The Battle Over Digital Archives: Who Owns the Internet's Collective Knowledge?

The internet, born out of DARPA’s ambitious vision for a robust communication network, has evolved into a global community-driven platform. It began as a means for academics to share information, conduct research, and engage in lively discussions. Over time, this ethos of community-driven content creation and information sharing became deeply ingrained in the fabric of the internet. From mega-sites like Geocities, AOL, Yahoo, to Tripod, millions of users contributed content, generating an astonishing amount of data. This content emerged from various sources, including discussion groups, mailing lists, newsgroups, and content sites like Suite101 and Webseed. Amidst the chaos, even the occasional visitor could stumble upon valuable nuggets of knowledge and opinion.

With the rise of search engines and directories catering to this ever-expanding internet landscape, it was only a matter of time before they targeted this vast content repository. One such comprehensive player was Deja. It meticulously crawled and indexed the rapidly growing Usenet scene, which comprised tens of thousands of daily messages. By the time Google acquired it, Deja’s archives held over 500 million messages, cross-referenced in every conceivable way and covering an astonishing array of topics.

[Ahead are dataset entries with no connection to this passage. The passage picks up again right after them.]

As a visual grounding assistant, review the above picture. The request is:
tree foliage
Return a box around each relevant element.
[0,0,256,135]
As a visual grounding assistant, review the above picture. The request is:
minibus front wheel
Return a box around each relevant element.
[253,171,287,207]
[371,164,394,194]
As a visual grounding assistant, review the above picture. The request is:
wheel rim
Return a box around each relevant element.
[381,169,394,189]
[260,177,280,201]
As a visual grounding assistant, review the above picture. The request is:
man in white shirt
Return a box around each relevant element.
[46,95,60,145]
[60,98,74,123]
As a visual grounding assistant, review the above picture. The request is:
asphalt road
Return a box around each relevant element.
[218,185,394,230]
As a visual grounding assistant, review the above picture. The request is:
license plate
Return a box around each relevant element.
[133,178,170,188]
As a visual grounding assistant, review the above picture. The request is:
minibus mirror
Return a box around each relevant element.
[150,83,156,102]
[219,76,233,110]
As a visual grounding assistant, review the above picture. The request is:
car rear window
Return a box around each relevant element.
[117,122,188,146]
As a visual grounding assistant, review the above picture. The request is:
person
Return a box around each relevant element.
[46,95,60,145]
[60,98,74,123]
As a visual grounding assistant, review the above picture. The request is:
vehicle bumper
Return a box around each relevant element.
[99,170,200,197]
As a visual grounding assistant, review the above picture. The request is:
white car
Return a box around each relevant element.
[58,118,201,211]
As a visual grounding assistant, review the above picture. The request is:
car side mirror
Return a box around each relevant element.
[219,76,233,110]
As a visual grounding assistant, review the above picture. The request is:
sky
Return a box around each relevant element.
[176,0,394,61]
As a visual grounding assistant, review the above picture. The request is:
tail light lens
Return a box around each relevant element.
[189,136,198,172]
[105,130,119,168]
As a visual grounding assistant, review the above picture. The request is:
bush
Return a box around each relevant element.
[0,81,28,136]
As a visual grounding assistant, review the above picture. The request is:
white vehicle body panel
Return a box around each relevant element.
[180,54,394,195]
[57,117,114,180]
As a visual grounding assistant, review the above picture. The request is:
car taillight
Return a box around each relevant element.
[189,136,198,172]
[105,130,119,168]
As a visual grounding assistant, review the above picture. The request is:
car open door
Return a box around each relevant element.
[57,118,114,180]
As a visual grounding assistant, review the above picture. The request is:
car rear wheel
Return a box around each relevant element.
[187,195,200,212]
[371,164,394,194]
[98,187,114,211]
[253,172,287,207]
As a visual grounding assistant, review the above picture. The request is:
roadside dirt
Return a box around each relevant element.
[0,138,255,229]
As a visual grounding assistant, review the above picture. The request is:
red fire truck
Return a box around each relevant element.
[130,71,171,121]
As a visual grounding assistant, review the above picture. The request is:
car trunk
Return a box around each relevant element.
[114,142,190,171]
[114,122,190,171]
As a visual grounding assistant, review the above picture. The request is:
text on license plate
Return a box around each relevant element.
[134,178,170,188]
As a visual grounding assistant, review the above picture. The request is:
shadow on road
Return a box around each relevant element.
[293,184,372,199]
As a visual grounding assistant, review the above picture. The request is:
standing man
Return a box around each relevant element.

Google, now the dominant search engine, had outpaced veteran competitors like Northern Lights, Fast, and Alta Vista. Its colossal database, comprising over 1.3 billion web pages, its innovative caching technology (effectively transforming it into one of the world’s largest libraries), and its site-ranking algorithm based on popularity and linking, made it unbeatable. However, Google’s integration of the treasure trove of Deja into its search interface faced significant challenges, prompting a protest movement.

Behind the bickering and often abrasive exchanges (sometimes bordering on the deranged, racist, or even stalking) within Usenet groups lay a more profound question: Who owns the content generated by the global public on computers funded by taxpayers? Can a commercial entity lay claim to and monopolize the collective efforts of millions of individuals worldwide? Or should such intellectual property remain in the public domain, perhaps maintained by public institutions like the Library of Congress? Should open-source movements gain access to Deja’s source code to launch Deja II? And who holds the copyright to these messages (in theory, the authors)? Google, like Deja before it, offers compilations of this content, the copyright to which it neither possesses nor can possess. The very concept of intellectual property is at the heart of this virtual conflict.

To address concerns, Google provided free access to the content of Deja archives for alternative (non-Google) archiving systems. However, it remained silent on sharing the search programming code and the user interface. A burgeoning open-source group, Dela News, has formed, though it’s unclear who will bear the enormous storage and processing costs such a project would entail. Dela aims to have a physical copy of the archive entrusted to a dot org.

This brings up a myriad of equally intriguing issues. The Deja Usenet search technology, programming code, and systems are intertwined and nearly indistinguishable from the Usenet archive itself. Without these elements—both structural and dynamic—there can be no archive and no way to extract meaningful information from the chaotic Usenet environment. In this case, the information lies not in the content but in the organization and classification of raw data. This is why open-source proponents demand that Google share both content and the tools to access it. Google’s abrupt deactivation of Deja in February only exacerbated the frustrations of die-hard Deja users.

The Usenet is not solely a haven for unsavory elements; it also hosts thousands of academically rigorous and research-oriented discussion groups. It documents over twenty years of wisdom and erudition from scholars all over the world, offering valuable insights and expertise. The Usenet serves as a historical record of Western intellectual history over the last three decades, making it invaluable. However, Google’s decision to sever internal links between Deja messages threatens the integrity of this hyperlinked resource unless an alternative (and costly) solution emerges.

Google has aimed to provide better, faster, and more comprehensive access to the entire archive. Still, its clash with the more combative side of the open-source movement has surfaced long-suppressed issues. Ironically, this confrontation may be the most significant contribution of an otherwise inopportune transaction.